Lebih dari enam bulan memasuki masa jabatan keduanya sebagai presiden, Donald Trump kembali mengubah diplomasi perdagangan global dengan pendekatan agresif yang tidak terduga, seperti yang terjadi pada masa jabatan pertamanya. Bagi India, kembalinya Trump tidak hanya menghidupkan kembali ancaman tarif yang keras, tetapi juga mengguncang keseimbangan strategis yang telah dibangun dengan Amerika Serikat dalam beberapa tahun terakhir.
Pada bulan April, Trump mengusulkan tarif sebesar 26 persen pada berbagai barang impor, termasuk produk India, kecuali jika kesepakatan bilateral tercapai sebelum tenggat waktu 9 Juli. Meskipun pemerintah AS memberikan penangguhan sementara selama 90 hari, tekanan terhadap New Delhi terus meningkat.

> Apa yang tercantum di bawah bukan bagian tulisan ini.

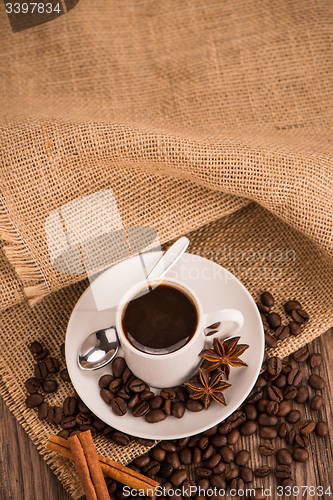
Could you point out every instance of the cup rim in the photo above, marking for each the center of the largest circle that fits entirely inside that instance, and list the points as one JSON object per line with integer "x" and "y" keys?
{"x": 129, "y": 294}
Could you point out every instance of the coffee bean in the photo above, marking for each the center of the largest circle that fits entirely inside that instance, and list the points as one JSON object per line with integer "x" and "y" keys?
{"x": 266, "y": 449}
{"x": 224, "y": 428}
{"x": 151, "y": 468}
{"x": 213, "y": 460}
{"x": 156, "y": 402}
{"x": 302, "y": 440}
{"x": 165, "y": 470}
{"x": 105, "y": 381}
{"x": 291, "y": 305}
{"x": 155, "y": 416}
{"x": 67, "y": 422}
{"x": 283, "y": 430}
{"x": 233, "y": 436}
{"x": 293, "y": 416}
{"x": 118, "y": 367}
{"x": 254, "y": 396}
{"x": 219, "y": 468}
{"x": 267, "y": 299}
{"x": 168, "y": 393}
{"x": 126, "y": 376}
{"x": 283, "y": 456}
{"x": 120, "y": 438}
{"x": 251, "y": 412}
{"x": 246, "y": 474}
{"x": 137, "y": 385}
{"x": 274, "y": 320}
{"x": 321, "y": 428}
{"x": 179, "y": 477}
{"x": 218, "y": 440}
{"x": 268, "y": 433}
{"x": 315, "y": 360}
{"x": 294, "y": 328}
{"x": 261, "y": 405}
{"x": 237, "y": 484}
{"x": 300, "y": 316}
{"x": 178, "y": 409}
{"x": 291, "y": 436}
{"x": 262, "y": 308}
{"x": 194, "y": 405}
{"x": 41, "y": 371}
{"x": 36, "y": 347}
{"x": 282, "y": 332}
{"x": 284, "y": 408}
{"x": 270, "y": 341}
{"x": 227, "y": 454}
{"x": 242, "y": 458}
{"x": 146, "y": 395}
{"x": 168, "y": 446}
{"x": 306, "y": 426}
{"x": 140, "y": 409}
{"x": 107, "y": 396}
{"x": 262, "y": 471}
{"x": 294, "y": 377}
{"x": 274, "y": 394}
{"x": 232, "y": 474}
{"x": 42, "y": 410}
{"x": 42, "y": 355}
{"x": 196, "y": 455}
{"x": 49, "y": 386}
{"x": 52, "y": 364}
{"x": 119, "y": 406}
{"x": 116, "y": 385}
{"x": 32, "y": 385}
{"x": 282, "y": 471}
{"x": 65, "y": 375}
{"x": 290, "y": 392}
{"x": 268, "y": 420}
{"x": 34, "y": 400}
{"x": 301, "y": 354}
{"x": 300, "y": 455}
{"x": 315, "y": 381}
{"x": 303, "y": 394}
{"x": 248, "y": 428}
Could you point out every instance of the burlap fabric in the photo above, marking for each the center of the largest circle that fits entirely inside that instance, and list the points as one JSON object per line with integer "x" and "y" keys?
{"x": 189, "y": 113}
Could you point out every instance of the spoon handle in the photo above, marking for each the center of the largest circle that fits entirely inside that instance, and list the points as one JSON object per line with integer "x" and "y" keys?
{"x": 169, "y": 258}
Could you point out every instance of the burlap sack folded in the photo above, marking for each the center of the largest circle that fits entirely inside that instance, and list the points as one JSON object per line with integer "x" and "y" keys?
{"x": 261, "y": 251}
{"x": 183, "y": 110}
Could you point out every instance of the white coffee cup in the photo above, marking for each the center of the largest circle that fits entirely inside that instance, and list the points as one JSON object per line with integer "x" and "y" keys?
{"x": 174, "y": 368}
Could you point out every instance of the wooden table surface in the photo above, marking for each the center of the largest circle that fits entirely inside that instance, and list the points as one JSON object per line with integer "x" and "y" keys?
{"x": 25, "y": 476}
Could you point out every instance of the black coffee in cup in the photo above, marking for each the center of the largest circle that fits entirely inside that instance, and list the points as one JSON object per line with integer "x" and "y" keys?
{"x": 159, "y": 320}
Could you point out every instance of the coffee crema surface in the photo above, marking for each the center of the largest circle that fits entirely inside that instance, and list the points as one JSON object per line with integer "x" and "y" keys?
{"x": 160, "y": 320}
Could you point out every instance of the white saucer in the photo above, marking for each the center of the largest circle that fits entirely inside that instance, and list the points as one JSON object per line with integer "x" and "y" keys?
{"x": 216, "y": 288}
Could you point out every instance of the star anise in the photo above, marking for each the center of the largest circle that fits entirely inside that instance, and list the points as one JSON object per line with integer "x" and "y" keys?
{"x": 207, "y": 387}
{"x": 223, "y": 354}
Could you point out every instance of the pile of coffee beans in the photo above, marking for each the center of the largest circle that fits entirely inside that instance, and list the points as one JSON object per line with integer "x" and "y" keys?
{"x": 73, "y": 416}
{"x": 124, "y": 392}
{"x": 273, "y": 321}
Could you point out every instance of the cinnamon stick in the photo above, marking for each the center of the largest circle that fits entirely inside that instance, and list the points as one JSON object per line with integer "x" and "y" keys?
{"x": 110, "y": 468}
{"x": 89, "y": 469}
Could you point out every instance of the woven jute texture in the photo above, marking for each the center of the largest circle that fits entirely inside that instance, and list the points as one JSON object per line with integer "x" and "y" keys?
{"x": 263, "y": 252}
{"x": 206, "y": 118}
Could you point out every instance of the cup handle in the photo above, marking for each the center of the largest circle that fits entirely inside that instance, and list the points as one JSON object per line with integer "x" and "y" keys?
{"x": 217, "y": 323}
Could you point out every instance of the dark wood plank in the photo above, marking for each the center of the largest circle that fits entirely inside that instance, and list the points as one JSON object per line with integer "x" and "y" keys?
{"x": 25, "y": 476}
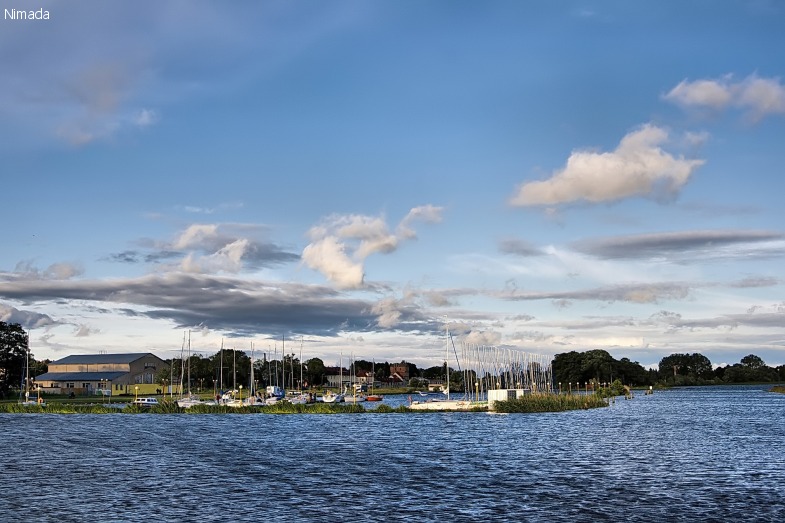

Pada 4 Juli, India secara resmi memberitahukan Organisasi Perdagangan Dunia (WTO) tentang niatnya untuk memberlakukan bea balasan yang setara dengan tarif otomotif AS ($725 juta), sambil tetap mempertahankan hak untuk menangguhkan konsesi yang ada. Di saat yang sama, India memulai pembicaraan perdagangan tingkat tinggi di Washington untuk mencapai kesepakatan sementara dan menghindari kenaikan tarif.
Namun, sejauh ini, upaya tersebut belum membuahkan hasil.
Di pusat ketegangan perdagangan ini adalah sektor pertanian, yang menjadi tulang punggung ekonomi India sekaligus titik panas dalam hubungan AS-India.
Washington mendesak akses pasar yang lebih besar untuk produk hasil rekayasa genetika (GM) dan produk susu Amerika, tetapi para ahli percaya bahwa impor semacam itu dapat merugikan petani kecil di India sekaligus menimbulkan kekhawatiran kesehatan, budaya, dan lingkungan.
Menteri Perdagangan Piyush Goyal mengatakan pada hari Jumat bahwa New Delhi tidak akan terburu-buru. “India tidak terburu-buru untuk menandatangani kesepakatan perdagangan,” katanya, menekankan bahwa setiap kesepakatan harus sejalan dengan kepentingan nasional dan tidak didorong oleh “tenggat waktu sewenang-wenang atau ekspektasi eksternal.”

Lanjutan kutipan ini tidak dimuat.